Monad executes multiple processes in parallel. When a process needs to read state written to disc, instead of waiting for that process to complete, it must initiate the read and start working on another process in the meantime.

Therefore, asynchronous i/o (async i/o) is required for the database.

In short, “async i/o” means that the processor can execute many tasks in parallel. This is where the pipelining concept comes from. Instead of executing an input/output operation and waiting for its result, the processor can simultaneously execute and output other operations that do not conflict with this operation.

As you can see in the image, Disk and Network are very slow compared to Memory and CPU. However, SSD drives have the ability to perform operations simultaneously/parallel. Thus, the CPU can start, execute and output several processes at the same time.

5) Carriage Cost and Reserve Balance

Monad separates execution and consensus and performs them in parallel, allocating additional time for execution. So far we agree.

However, the fact that validator nodes do not have the current state can cause a problem where transactions that have spent the entire gas token of their account are incorrectly included, which can lead to a Denial-of-Service attack. To avoid such problems, Monad applies a “Carriage Cost” for the transaction carried in a block over the network and maintains a “Reserve Balance” for each account, which is updated at consensus time.

The carriage cost is a minimal charge that reflects the cost of using network resources and is intended to prevent spam.

For each address, nodes maintain two types of balances:

  • Reserve Balance, which is used to pay the Carriage Cost and,
  • A gas amount used to pay for Execution.

Carriage Cost is deducted from Reserve Balanced when Consensus is realized.
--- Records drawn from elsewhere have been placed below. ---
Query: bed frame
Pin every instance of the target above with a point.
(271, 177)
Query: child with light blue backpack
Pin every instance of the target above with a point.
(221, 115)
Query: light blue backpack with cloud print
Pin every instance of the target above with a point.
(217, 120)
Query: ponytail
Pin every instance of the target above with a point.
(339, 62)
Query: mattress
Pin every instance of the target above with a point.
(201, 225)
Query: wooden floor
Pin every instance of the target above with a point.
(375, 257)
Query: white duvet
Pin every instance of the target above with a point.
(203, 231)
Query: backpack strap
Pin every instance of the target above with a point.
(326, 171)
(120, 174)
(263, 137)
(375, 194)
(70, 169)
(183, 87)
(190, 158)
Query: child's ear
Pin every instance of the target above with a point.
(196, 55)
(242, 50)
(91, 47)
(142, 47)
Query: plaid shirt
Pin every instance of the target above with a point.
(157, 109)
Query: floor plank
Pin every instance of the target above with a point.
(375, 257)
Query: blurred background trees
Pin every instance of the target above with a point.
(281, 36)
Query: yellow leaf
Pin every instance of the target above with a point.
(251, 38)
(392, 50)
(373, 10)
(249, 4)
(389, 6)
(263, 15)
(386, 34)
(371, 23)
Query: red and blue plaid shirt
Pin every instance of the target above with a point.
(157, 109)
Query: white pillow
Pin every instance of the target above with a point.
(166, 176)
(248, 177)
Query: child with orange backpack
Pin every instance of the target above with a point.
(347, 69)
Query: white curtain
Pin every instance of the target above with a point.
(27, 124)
When Execution takes place, the gas cost is paid (double charging).

After a delay of D blocks (10 seconds), the Carriage Cost is paid back to the Reserve Balance.

The Reserve Balance is a vault that exists to ensure that paid transactions are included in blocks. If users plan to send a large number of transactions through the same EOA, they can change the target Reserve Balance value by interacting with a smart contract.

Changes to the Reserve Balance are treated as execution, i.e. changes to the Reserve Balance are only seen after the delay time (D Block) has elapsed. This system allows users to seamlessly submit a large number of transactions with a default target Reserve Balance set to a large multiple (200 times) of the Carriage Cost.

We have come to the end of a preview of an entire galaxy being built. We have theoretically seen who pays what, how decisions are made, and how fast things work.

The only thing we can do from now on is to follow the developments and wait for the network to become active.

Thank you for coming this far. See you in the next articles.